A recent article in the Wall Street Journal makes a provocative argument that changing CEOs makes little or no difference to the performance of an organization. According to the article, a number of studies over three decades have shown a consistent finding: Changes in leadership account for only 10% of the variance in corporate profitability on average.

My first reaction reading this was shock…almost disbelief. After all, I’ve spent most of my career as a communicator providing counsel and support to senior leaders under the premise what they did and said would have a deep and lasting impact on their organization. Were all those speeches and brown bags all for nothing?

But upon reflection the article makes plenty of sense, and confirms that driving change is difficult…as much a result of external factors and chance as planning and personality. The author’s argument is more nuanced than first appears, and he acknowledges the pervasive impact of legendary leaders like Steve Jobs at Apple or Jamie Dimon at JP Morgan Chase. So management is important…but other factors have an even bigger impact – notably the economic context and sheer luck: “Most researchers agree that a company’s results are determined less by its CEO than by its industry and the economy—which, in turn, are shaped by a host of factors that most CEOs can’t control, like the price of raw materials, the value of the dollar, interest rates and inflation, bursts of technological innovation and so on. In short, good management can’t solve all problems, while some problems can get solved even without good management.”
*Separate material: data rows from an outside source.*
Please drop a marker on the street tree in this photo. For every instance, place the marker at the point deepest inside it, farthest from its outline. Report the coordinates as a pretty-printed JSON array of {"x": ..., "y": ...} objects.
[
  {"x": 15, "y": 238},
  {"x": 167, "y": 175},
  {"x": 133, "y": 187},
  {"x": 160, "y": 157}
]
I would argue there’s another reason for the tempered impact of senior leadership: Culture. Too often, leaders (and the communicators helping them) ignore the huge challenges of shifting a workplace culture. New leaders come in with a blaze of messages and activities – including a purge of recalcitrant executives – but without a concerted effort cutting across cultural drivers they often fail to get traction for their agenda. I’ve witnessed situations where leaders try to impose their new business plan in organizations with cultural DNA that is anathema to the vision, or cases where CEOs don’t clearly articulate or support their new business strategy — which provides the operational blueprint and recipe for improved returns.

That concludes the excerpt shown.